The Penguins seemingly never missed a beat, though, winning eight of their final 10 games without Crosby, and finishing with the best record in the NHL’s Eastern Conference on their way to the Stanley Cup playoffs.
Then there’s Andrew McCutchen, superstar center fielder for the Pittsburgh Pirates, who, while not suffering any injuries like Crosby, nevertheless got off to the worst start of his career in April, with an anemic batting average as low as .209, and a 10-game stretch where he went 5 for 37 (.135).
Yet with the same force of will as their cross-town hockey counterparts, the Buccos finished April in first place atop the National League Central Division, winning 15 games in April for the first time since 1992, the last year the team finished with a winning record.
So what’s the point, other than some unflagging devotion to my hometown sports heroes? Simply this – that a team wins when every member performs, and stays ready to perform on short notice.
The stars can’t be expected to shine all the time. People suffer injuries. Lose focus. Get distracted. Have their confidence shaken. So what’s supposed to happen then? The rest of the team gives up? Scrambles to find their confidence too?
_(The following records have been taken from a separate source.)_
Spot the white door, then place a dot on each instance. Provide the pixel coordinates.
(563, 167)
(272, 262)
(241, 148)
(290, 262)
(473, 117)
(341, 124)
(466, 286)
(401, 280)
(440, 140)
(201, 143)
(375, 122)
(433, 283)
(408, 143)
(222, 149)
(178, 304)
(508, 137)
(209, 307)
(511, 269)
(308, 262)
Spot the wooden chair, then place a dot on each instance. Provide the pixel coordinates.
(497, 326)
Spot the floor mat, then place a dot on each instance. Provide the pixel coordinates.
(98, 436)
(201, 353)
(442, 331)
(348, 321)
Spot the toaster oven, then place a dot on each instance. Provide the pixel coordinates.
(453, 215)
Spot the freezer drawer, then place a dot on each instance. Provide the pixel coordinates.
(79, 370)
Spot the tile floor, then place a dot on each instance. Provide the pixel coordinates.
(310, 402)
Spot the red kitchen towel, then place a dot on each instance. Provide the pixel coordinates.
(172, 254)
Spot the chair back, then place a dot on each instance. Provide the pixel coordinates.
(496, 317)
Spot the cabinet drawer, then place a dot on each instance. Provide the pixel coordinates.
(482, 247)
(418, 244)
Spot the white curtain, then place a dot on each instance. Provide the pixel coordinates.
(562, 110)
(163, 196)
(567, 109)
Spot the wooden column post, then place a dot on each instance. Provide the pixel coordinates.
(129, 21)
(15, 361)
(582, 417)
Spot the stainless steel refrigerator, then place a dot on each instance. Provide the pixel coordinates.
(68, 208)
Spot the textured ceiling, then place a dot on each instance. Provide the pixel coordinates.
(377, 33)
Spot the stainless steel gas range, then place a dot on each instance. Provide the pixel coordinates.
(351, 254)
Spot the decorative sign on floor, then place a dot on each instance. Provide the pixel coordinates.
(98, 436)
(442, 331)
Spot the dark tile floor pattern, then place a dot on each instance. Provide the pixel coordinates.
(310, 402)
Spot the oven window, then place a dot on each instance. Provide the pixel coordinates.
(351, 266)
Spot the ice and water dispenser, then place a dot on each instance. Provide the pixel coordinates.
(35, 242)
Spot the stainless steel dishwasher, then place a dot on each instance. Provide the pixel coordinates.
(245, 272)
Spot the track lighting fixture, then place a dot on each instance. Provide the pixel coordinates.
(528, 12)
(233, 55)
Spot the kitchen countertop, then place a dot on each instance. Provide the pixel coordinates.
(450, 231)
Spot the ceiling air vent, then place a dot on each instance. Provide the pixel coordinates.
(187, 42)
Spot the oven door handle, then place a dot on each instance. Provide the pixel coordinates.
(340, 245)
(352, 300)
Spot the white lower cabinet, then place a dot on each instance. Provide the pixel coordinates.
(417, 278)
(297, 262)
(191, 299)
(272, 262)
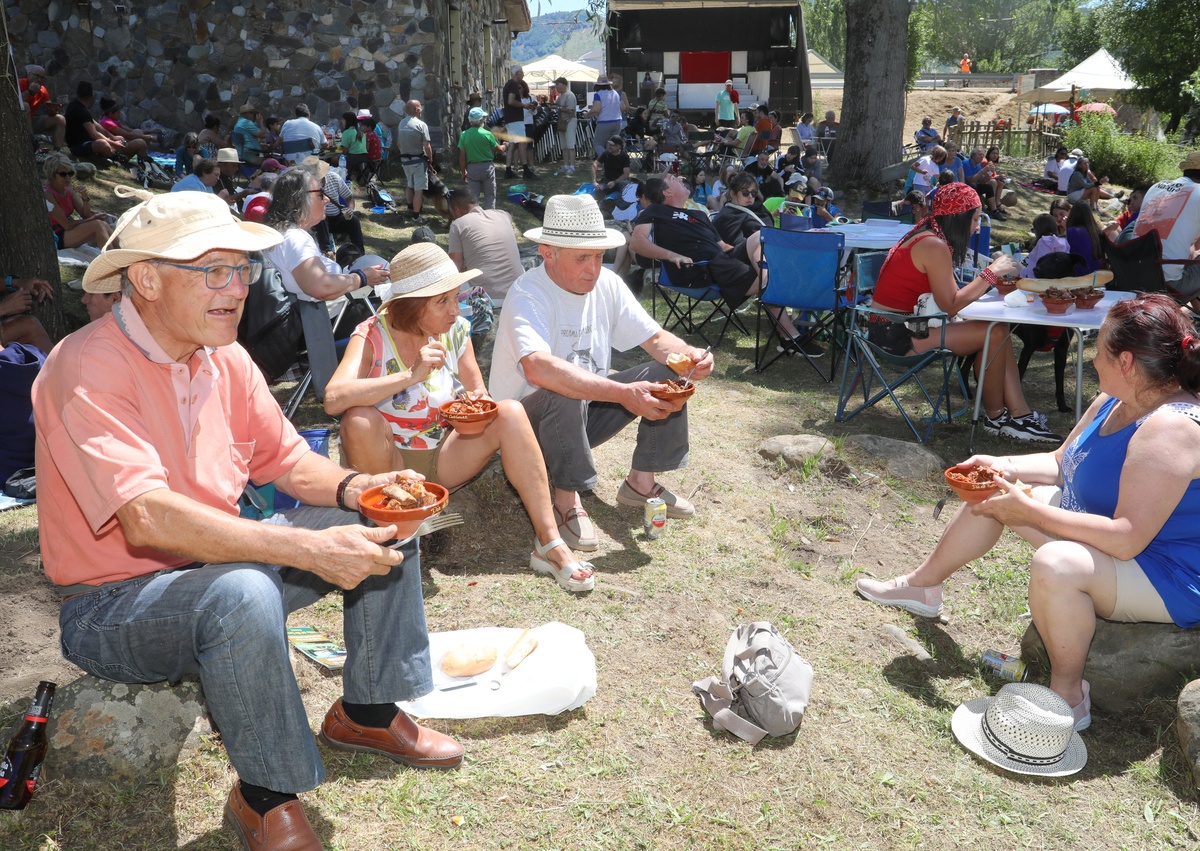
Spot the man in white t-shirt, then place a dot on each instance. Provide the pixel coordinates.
(300, 137)
(1171, 208)
(553, 351)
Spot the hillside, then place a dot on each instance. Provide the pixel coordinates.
(568, 34)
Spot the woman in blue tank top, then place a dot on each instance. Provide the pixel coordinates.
(1116, 525)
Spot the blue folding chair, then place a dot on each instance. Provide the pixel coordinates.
(802, 273)
(869, 366)
(684, 303)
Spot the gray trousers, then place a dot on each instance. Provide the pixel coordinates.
(226, 623)
(568, 430)
(481, 180)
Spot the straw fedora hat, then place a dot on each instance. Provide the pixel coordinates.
(423, 270)
(178, 226)
(1025, 729)
(574, 221)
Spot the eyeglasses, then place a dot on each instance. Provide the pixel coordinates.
(221, 276)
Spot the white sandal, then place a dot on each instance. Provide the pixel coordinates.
(540, 564)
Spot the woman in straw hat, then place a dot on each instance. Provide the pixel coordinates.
(415, 355)
(1115, 517)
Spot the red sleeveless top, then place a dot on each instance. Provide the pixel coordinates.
(900, 282)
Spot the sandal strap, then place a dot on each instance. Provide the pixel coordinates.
(543, 549)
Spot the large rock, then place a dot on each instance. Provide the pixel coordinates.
(901, 459)
(797, 450)
(115, 731)
(1131, 663)
(1187, 726)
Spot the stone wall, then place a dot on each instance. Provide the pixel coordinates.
(175, 60)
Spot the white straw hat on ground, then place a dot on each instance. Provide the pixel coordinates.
(574, 221)
(177, 226)
(423, 270)
(1025, 729)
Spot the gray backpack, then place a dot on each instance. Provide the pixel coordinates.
(765, 685)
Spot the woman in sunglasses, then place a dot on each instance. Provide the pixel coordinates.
(71, 216)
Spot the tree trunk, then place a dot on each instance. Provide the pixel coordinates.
(27, 247)
(871, 133)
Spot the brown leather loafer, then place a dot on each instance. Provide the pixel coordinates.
(283, 828)
(403, 739)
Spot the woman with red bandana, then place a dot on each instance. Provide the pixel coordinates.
(923, 262)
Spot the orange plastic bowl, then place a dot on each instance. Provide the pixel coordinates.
(1056, 305)
(471, 424)
(406, 520)
(970, 492)
(1005, 286)
(675, 395)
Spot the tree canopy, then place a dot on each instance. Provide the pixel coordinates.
(1156, 41)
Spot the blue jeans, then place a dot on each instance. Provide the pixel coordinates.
(226, 623)
(568, 429)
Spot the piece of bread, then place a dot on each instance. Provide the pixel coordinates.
(520, 649)
(467, 660)
(399, 498)
(679, 363)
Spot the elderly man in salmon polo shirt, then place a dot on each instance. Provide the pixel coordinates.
(150, 423)
(553, 348)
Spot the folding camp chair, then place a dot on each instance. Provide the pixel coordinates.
(322, 349)
(684, 303)
(735, 157)
(868, 366)
(802, 273)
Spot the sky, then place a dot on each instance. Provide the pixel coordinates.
(555, 6)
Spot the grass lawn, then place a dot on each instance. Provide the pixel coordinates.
(874, 766)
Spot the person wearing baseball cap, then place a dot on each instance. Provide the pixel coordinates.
(150, 424)
(558, 329)
(923, 262)
(45, 115)
(477, 157)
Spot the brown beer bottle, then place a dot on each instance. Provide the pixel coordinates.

Not the winning teams, brother.
The great teams – and I’m not just talking about in sports, but in any collection of people with a shared purpose, whether in the business world, the arts, community groups, you name it – work in the collective. Everyone and anyone must be ready to step up, fill the void, with no lessening of standards or expectations.
Naturally, I learned this truth the hard way. That’s why I can speak so definitively about it today.
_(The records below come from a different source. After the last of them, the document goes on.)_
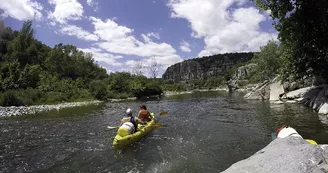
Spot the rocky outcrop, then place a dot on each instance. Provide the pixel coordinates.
(276, 90)
(260, 92)
(315, 97)
(290, 154)
(242, 72)
(184, 71)
(203, 68)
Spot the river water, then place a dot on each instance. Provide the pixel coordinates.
(203, 132)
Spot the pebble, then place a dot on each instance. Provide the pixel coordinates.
(23, 110)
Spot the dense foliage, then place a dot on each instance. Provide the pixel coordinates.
(303, 33)
(268, 63)
(33, 73)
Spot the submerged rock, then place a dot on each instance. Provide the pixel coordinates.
(290, 155)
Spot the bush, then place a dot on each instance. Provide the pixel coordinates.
(9, 98)
(98, 89)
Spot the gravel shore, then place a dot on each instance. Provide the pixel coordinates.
(23, 110)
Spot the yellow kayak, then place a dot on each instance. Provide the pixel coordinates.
(121, 142)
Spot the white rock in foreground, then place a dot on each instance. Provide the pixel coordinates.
(290, 155)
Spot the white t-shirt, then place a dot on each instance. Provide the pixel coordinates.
(128, 126)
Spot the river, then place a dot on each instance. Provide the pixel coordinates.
(203, 132)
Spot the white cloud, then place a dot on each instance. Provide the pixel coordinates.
(110, 30)
(102, 56)
(73, 30)
(119, 39)
(185, 46)
(21, 9)
(146, 38)
(94, 4)
(66, 10)
(155, 35)
(223, 29)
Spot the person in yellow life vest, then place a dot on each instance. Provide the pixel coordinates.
(129, 124)
(144, 114)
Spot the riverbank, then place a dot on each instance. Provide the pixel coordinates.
(170, 93)
(24, 110)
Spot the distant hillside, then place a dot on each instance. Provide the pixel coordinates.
(205, 67)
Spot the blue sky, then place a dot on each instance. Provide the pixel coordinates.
(120, 32)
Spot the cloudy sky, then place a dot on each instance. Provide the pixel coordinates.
(118, 32)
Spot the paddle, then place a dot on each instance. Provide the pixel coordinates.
(156, 125)
(163, 113)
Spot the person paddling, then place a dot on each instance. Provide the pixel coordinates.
(129, 124)
(144, 114)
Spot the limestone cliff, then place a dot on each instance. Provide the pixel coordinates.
(203, 68)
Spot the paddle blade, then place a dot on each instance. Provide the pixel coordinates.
(112, 127)
(163, 113)
(157, 125)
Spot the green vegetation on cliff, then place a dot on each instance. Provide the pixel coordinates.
(303, 34)
(33, 73)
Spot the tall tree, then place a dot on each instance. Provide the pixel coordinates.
(153, 68)
(22, 47)
(303, 31)
(138, 68)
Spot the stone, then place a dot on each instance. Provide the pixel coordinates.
(261, 92)
(323, 109)
(290, 154)
(278, 102)
(243, 71)
(192, 70)
(276, 89)
(291, 101)
(299, 93)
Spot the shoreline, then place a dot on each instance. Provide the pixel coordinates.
(33, 109)
(26, 110)
(171, 93)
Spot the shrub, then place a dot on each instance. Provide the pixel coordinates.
(10, 99)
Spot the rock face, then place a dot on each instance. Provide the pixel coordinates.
(202, 68)
(243, 71)
(260, 92)
(290, 154)
(276, 90)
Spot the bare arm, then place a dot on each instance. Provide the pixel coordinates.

Years ago, my boss had been lined up to lead a community meeting for the state transportation department, where local residents would air grievances, offer suggestions, and then vote on a series of options for a new interchange to be built. When he fell ill that afternoon, it was too late to call the meeting off, so he passed the baton, as it were, to me.
At that point in time, I was maybe three years out of college and still green as a shamrock on St. Patrick’s Day. My boss gave me some general instructions, told me where the meeting was to take place, wished me luck, and ran out to his car to drive home before he got even more sick. Well, somehow we all got through the meeting later without too much drama. We hit a couple of bumpy patches, but all in all, it came off pretty well.
Then the TV camera found me for a follow-up interview for that night’s 11 p.m. newscast. And the rookie in me bloomed to full flower. Flush with relief over the relative success of the meeting, I let my guard down and started giving answers far afield of where the professional boundaries ended.
The bright light of sunshine the next morning illuminated my blunder, as did my boss, whose first words to me as I walked into work were the dreaded, “I need to see you in my office…now.”
I’d let the team down, because I hadn’t prepared sufficiently. Lack of preparation time, or even the last-minute-substitution nature of the incident? Neither one mattered. It was my job to be able to step in at a moment’s notice, and I wasn’t. But I never forgot that lesson ever again.
Stay sharp. Look for training and coaching to beef up your knowledge. Ask for help and guidance whenever you can. It’s not a sign of weakness to realize you’re weak in some areas. It’s a sign of maturity, of courage, and of strength.